The bass trombonist Maxine Troglauer is also thinking about the future of the shared experience of musicians and the audience: “I hope that new formats will emerge that are intended for a smaller audience out of necessity and thus automatically become more inclusive and active. That the hierarchy of “classical” stage high up – audience down in the dark is broken up in favor of more creativity and freedom. ”At the end of October Troglauer returned to New York to continue her studies at the Manhattan School of Music, initially purely virtually. “My practice has changed a lot, practicing and making music is now completely limited to home. As a brass player in an apartment on the 5th floor, I had to get used to the fact that there were people around me all the time.
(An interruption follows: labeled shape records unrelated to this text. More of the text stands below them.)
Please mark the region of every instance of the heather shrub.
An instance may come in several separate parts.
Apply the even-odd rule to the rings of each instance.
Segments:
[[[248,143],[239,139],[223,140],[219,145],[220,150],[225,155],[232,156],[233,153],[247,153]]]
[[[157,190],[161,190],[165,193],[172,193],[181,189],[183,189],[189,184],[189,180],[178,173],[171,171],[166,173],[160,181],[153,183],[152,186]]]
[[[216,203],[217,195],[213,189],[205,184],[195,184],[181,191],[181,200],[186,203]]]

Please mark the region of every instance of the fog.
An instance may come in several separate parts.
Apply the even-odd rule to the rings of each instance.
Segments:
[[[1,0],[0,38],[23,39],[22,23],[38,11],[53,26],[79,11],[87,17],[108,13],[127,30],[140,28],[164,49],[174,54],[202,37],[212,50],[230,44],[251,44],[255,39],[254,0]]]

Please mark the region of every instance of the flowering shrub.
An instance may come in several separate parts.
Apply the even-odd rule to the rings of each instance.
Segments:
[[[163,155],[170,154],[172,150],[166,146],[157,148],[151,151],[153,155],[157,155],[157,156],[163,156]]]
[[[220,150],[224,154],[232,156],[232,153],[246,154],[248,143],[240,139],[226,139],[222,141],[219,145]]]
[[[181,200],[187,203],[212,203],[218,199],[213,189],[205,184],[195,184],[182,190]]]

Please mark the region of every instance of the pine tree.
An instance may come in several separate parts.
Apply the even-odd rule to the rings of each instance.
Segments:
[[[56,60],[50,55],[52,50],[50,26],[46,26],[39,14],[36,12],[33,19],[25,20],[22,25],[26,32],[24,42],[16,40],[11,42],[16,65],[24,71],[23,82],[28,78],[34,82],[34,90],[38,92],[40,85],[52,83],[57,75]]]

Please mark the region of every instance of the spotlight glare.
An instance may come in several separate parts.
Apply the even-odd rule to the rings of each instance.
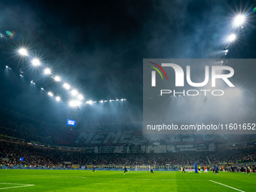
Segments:
[[[234,23],[236,26],[242,25],[245,22],[245,17],[244,15],[237,15],[235,17]]]
[[[49,68],[46,68],[44,71],[45,75],[49,75],[50,74],[50,69]]]
[[[38,59],[33,59],[32,60],[32,63],[35,66],[38,66],[41,64],[40,60]]]
[[[92,105],[92,104],[93,104],[93,101],[92,101],[92,100],[87,101],[87,104]]]
[[[235,34],[231,34],[229,37],[228,37],[228,40],[229,41],[232,42],[233,41],[235,41],[236,38],[236,35]]]
[[[60,78],[59,76],[55,76],[54,80],[56,81],[60,81]]]
[[[63,84],[63,87],[66,90],[69,90],[70,89],[70,85],[68,84]]]
[[[83,96],[82,94],[79,94],[78,97],[78,99],[80,99],[80,100],[84,99],[84,96]]]
[[[72,94],[72,96],[76,96],[78,95],[78,92],[76,90],[72,90],[71,91],[71,93]]]
[[[20,48],[19,50],[19,53],[21,56],[28,56],[28,51],[25,48]]]

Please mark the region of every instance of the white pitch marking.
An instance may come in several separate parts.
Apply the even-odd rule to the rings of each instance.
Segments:
[[[225,187],[230,187],[230,188],[231,188],[231,189],[234,189],[234,190],[241,191],[241,192],[245,192],[245,191],[244,191],[244,190],[239,190],[239,189],[236,189],[236,188],[232,187],[230,187],[230,186],[228,186],[228,185],[227,185],[227,184],[222,184],[222,183],[218,183],[218,182],[216,182],[216,181],[212,181],[212,180],[209,180],[209,181],[212,181],[212,182],[215,182],[215,183],[219,184],[221,184],[221,185],[225,186]]]
[[[0,190],[35,186],[35,184],[18,184],[18,183],[0,183],[0,184],[23,184],[22,186],[0,188]]]

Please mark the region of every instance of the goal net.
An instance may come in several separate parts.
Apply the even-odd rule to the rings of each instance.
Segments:
[[[136,171],[150,171],[150,166],[136,166]]]

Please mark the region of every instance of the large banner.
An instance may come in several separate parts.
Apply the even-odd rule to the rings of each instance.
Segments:
[[[187,144],[187,145],[133,145],[130,146],[93,146],[86,147],[86,153],[94,154],[139,154],[154,153],[164,154],[183,151],[215,151],[216,145],[210,144]]]

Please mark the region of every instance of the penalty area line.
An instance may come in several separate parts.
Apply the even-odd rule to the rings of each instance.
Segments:
[[[225,187],[230,187],[230,188],[233,189],[233,190],[239,190],[239,191],[241,191],[241,192],[245,192],[245,191],[244,191],[244,190],[239,190],[239,189],[236,189],[236,188],[232,187],[230,187],[230,186],[228,186],[228,185],[227,185],[227,184],[222,184],[222,183],[218,183],[218,182],[216,182],[216,181],[212,181],[212,180],[209,180],[209,181],[212,181],[212,182],[214,182],[214,183],[217,183],[217,184],[221,184],[221,185],[223,185],[223,186],[225,186]]]
[[[0,183],[0,184],[22,184],[22,185],[21,186],[15,186],[15,187],[8,187],[0,188],[0,190],[35,186],[35,184],[32,184]]]

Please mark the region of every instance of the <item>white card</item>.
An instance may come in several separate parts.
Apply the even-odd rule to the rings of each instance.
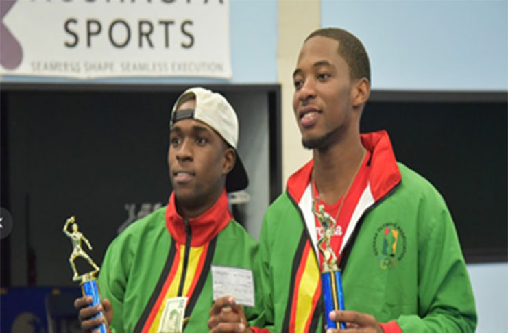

I am immensely thrown back on my personality and my skills, I practice solo pieces, solo improvisation and think about solo performances. “She is critical of the introduction of recording and playback technologies into almost every musician’s household:” Suddenly becomes Musicians are expected not only to have an excellent command of their instrument, but that they should also be able to do so in all genres, plus record, stream, edit, publish, promote, compose, and arrange themselves – and at the same time 20 applications for financial support Write funding, because in the end nobody wants to pay for it. This requirement puts me under enormous pressure at times and I am afraid that I will not be able to keep up with this rapid technological self-optimization requirement – which, by the way, is also extremely expensive. “

Music enthusiasts should understand such words as an appeal. To ensure that musicians * are not simply forgotten when they disappear from the virtual screen or were not yet present there. We will meet again, gathered in a room, outside or inside, with chats in the background or deeply satisfied the moment we become aware of our fellow human beings while listening. We just can’t help it.